Appellant contends that the word “at” in the phrase “shoots at a conveyance” has several meanings and that we should apply its narrowest meaning—“that which is the goal of an action or that toward which an action is directed.” He argues that his goal in firing the gun from point blank range was to shoot the victim. Appellant contends that he was standing so close to the open driver’s-side door that he shot directly at the victim and did not shoot at a conveyance. The State argues that, when reading the entire provision and not just Rthe isolated phrase, the statute clearly requires the defendant to have the goal or purpose of causing injury to another person or damage to property, not the goal or purpose of shooting the conveyance. The State contends that appellant necessarily shot at the vehicle when he shot at the victim seated in the vehicle, thus committing the offense of a terroristic act.

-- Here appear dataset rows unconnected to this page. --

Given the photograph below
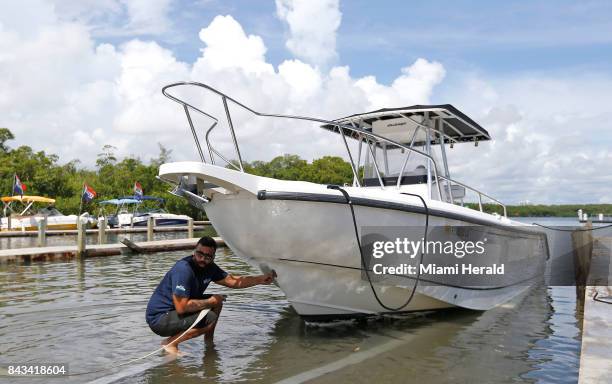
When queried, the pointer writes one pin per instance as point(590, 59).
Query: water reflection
point(91, 314)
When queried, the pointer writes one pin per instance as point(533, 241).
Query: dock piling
point(190, 228)
point(102, 230)
point(81, 236)
point(150, 225)
point(42, 232)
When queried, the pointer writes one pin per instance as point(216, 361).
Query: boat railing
point(363, 135)
point(479, 193)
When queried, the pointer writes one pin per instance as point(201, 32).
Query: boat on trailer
point(24, 215)
point(131, 211)
point(314, 239)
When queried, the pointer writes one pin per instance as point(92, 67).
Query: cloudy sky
point(76, 75)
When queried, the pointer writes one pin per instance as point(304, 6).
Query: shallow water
point(91, 314)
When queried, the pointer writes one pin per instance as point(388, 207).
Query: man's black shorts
point(171, 323)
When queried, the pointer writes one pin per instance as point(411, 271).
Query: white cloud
point(227, 46)
point(551, 137)
point(62, 92)
point(312, 25)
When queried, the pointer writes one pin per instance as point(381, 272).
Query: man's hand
point(215, 300)
point(268, 278)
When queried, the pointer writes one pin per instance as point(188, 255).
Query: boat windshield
point(393, 161)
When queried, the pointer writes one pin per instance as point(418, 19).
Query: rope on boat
point(363, 263)
point(116, 365)
point(573, 230)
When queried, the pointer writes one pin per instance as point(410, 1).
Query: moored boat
point(314, 235)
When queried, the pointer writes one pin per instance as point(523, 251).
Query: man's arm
point(232, 281)
point(186, 305)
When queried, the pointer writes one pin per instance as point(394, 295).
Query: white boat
point(27, 217)
point(311, 237)
point(131, 212)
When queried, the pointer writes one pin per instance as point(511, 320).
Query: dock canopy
point(120, 201)
point(27, 199)
point(399, 124)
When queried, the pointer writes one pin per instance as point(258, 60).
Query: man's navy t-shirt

We agree with the State. The plain language of the statute provides that the necessary intent, or goal of the action, is the purpose to cause injury to another person or damage to property, and that shooting at or projecting an object at a conveyance is a secondary act. See Frost v. State, 2010 Ark. App. 163, 2010 WL 546421 (holding that intent to shoot at a vehicle is not required). The legislative intent to protect against injury or damage is evidenced by the plain language of the statute. The appellant’s goal to shoot and injure the victim was the material element of the offense. Appellant had the requisite mental purpose of injuring the victim, and to accomplish this goal, he shot into an occupied vehicle. We hold that this conduct constitutes shooting at an occupied conveyance with the purpose to cause injury to another person.

Affirmed.

Harrison and Whiteaker, JJ., agree. 
      
      . In a case cited by appellant, the California Supreme Court rejected the argument that a defendant had not shot "at” a vehicle because the gun had crossed the threshold of the vehicle. People v. Manzo, 53 Cal.4th 880, 138 Cal.Rptr.3d 16, 270 P.3d 711 (2012). The court held that a more reasonable interpretation of the statute recognized a violation when the shooter stands outside and fires at an occupied motor vehicle, regardless of whether the shooter is standing so close that the gun breaks the plane of the vehicle. Here, appellant acknowledges that he was standing outside the vehicle when he fired the gun.